The rate of transpiration is affected by two variables, which are classified as follows:
Internal variables include plant structural elements that influence transpiration rate, which are as follows:
If the surface area of the leaf is larger, the rate of transpiration is quicker. However, because smaller leaves have a greater number of stomata than bigger leaves, the rate of transpiration per unit surface area is greater in smaller leaves. However, the rate of transpiration per unit leaf surface area falls in a canopy due to foliage density, shade, and decreased air movement inside the canopy.
Stomata are leaf pores that promote gas exchange by allowing water vapour to leave the plant and carbon dioxide to enter. Guard cells are special cells that govern the opening and closure of each pore. When stomata open, transpiration rates rise; when they close, transpiration rates fall.
The boundary layer is a tiny layer of calm air that hugs the surface of the leaf. This layer of air is stationary.
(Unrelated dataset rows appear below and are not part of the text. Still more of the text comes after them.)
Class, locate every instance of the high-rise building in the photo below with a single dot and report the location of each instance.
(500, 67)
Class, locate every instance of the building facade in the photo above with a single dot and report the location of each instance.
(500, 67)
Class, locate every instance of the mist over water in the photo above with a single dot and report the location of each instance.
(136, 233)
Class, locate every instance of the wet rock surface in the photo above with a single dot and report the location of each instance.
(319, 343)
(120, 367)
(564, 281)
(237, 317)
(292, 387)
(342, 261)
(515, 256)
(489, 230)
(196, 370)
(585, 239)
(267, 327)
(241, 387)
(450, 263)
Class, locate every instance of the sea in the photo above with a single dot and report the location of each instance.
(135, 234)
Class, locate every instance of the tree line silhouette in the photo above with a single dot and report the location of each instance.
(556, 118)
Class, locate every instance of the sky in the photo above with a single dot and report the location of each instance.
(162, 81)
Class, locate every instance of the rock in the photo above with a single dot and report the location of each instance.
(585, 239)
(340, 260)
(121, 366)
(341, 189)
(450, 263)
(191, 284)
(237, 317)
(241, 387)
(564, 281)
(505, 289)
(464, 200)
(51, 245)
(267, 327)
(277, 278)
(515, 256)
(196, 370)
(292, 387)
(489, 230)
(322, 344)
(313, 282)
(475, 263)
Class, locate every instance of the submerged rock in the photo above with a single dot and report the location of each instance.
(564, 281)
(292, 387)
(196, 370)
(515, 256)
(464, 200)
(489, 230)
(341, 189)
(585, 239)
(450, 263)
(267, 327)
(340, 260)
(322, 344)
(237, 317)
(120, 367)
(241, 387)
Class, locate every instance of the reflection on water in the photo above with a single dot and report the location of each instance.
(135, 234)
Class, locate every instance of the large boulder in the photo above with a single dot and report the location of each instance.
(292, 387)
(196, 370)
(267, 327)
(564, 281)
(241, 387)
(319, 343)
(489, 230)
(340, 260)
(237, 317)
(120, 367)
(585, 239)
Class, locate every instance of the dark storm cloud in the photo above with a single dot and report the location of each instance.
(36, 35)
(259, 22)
To transpiration, water vapour must flow through this stationary layer from the stomata to the atmosphere, where it will be eliminated by moving air. The slower the rate of transpiration, the bigger the boundary layer.
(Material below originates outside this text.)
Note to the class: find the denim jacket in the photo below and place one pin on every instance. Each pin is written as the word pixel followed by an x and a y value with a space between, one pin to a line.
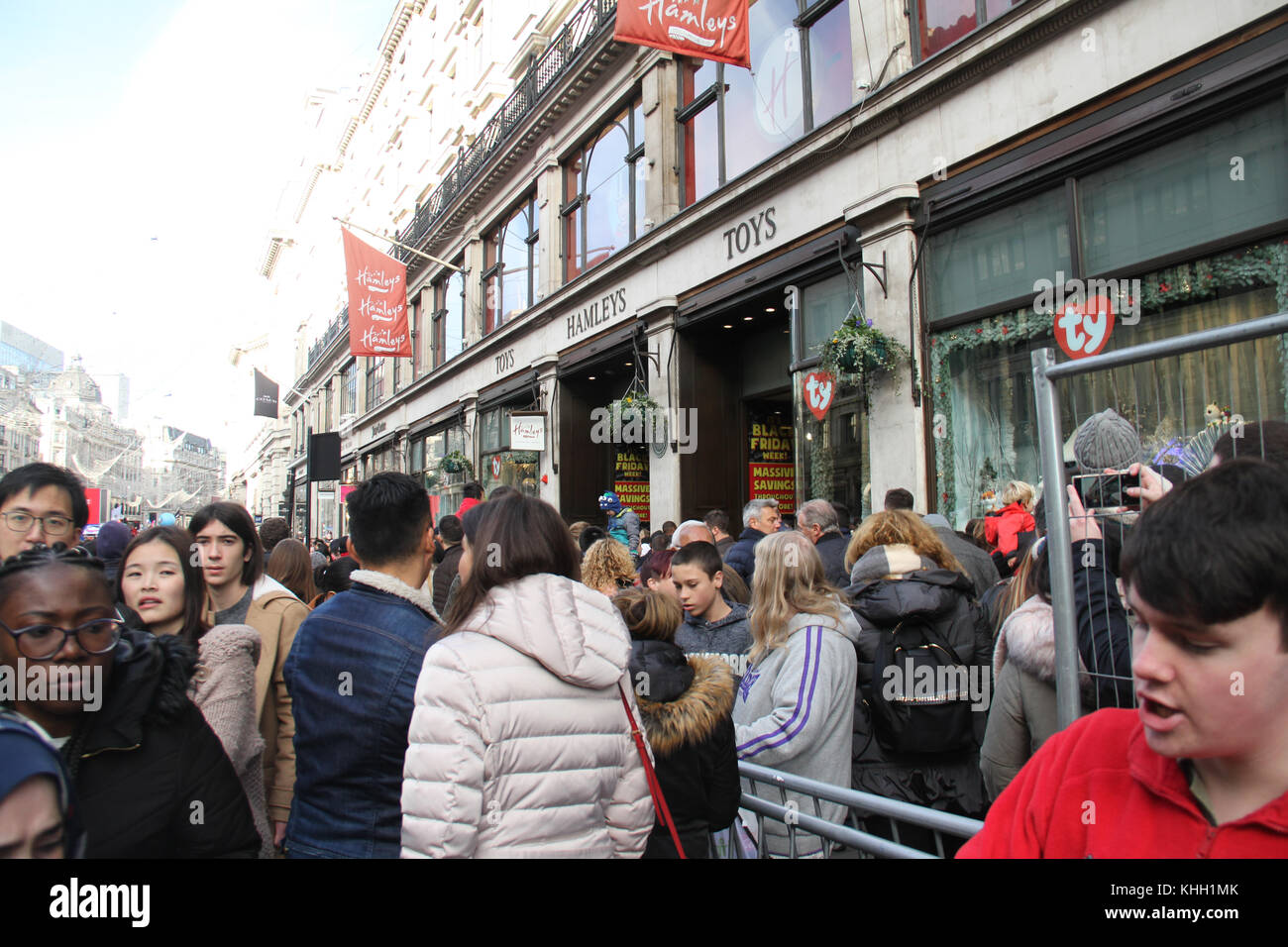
pixel 352 677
Water intake from the soil is more efficient with a large root system. The rate of transpiration rises as water supply increases. Thus, a low root-shoot ratio reduces transpiration, whereas a high root-shoot ratio promotes transpiration. As a result, the rate of transpiration is related to the root-shoot ratio.
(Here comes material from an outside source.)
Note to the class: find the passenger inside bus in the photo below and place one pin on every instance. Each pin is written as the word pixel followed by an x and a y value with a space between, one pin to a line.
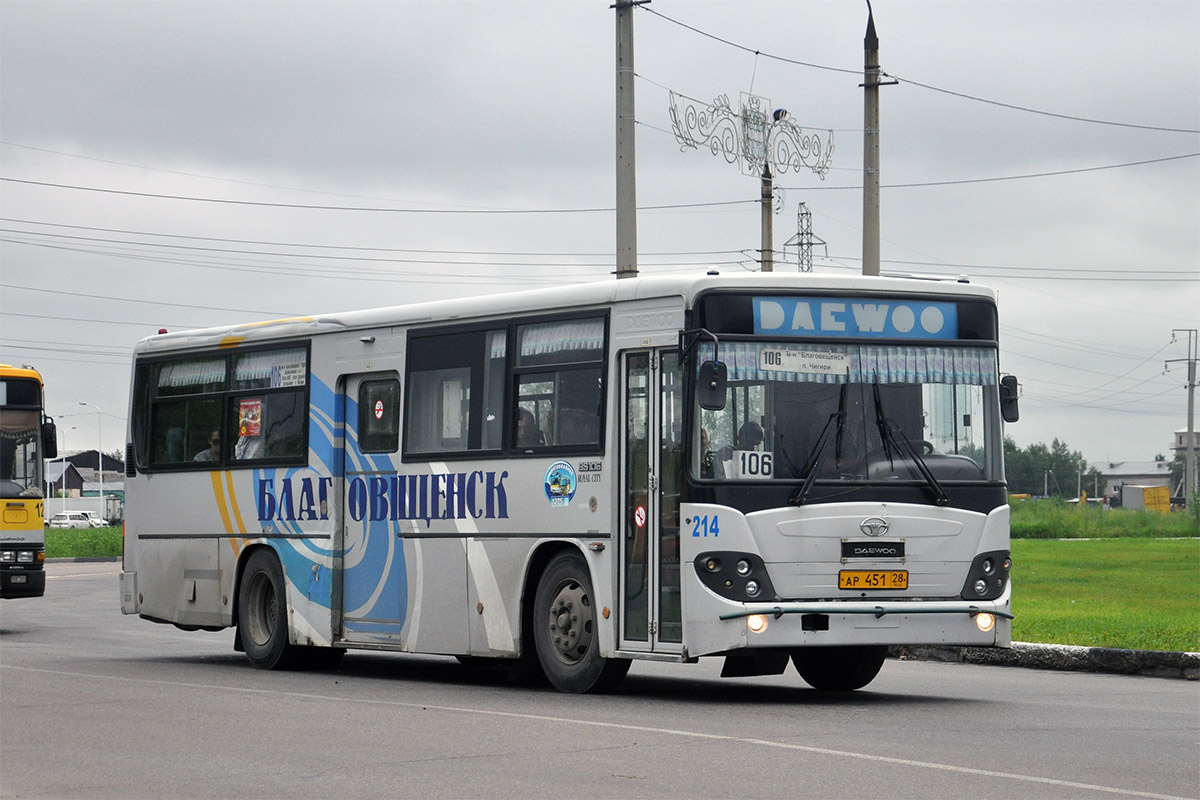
pixel 213 452
pixel 528 433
When leaves are positioned transversely on the shoot, they lose more water when they are exposed to direct sunlight, but the rate of transpiration reduces when the leaves are oriented perpendicularly on the stem.
External factors are environmental factors that influence the rate of transpiration, and they are as follows:
The rate of transpiration is affected by two variables first is internal such as, Surface Area of the Leaf, Stomata and Boundary Layer and the second one is external factor i.e. Humidity, temperature etc. Transpiration is the mechanism through which water vapour is lost via the stomata of plants. When the temperature is particularly hot, the plant’s loss of water vapour cools it down, and water from the stem and roots flows upwards or is wouldrawn’ into the leaves. If the surface area of the leaf is larger, the rate of transpiration is quicker. The boundary layer is a tiny layer of calm air that hugs the surface of the leaf. The slower the rate of transpiration, the bigger the boundary layer. Relative humidity is the quantity of water vapour in the air in comparison to the amount of water vapour the air could contain at a given temperature.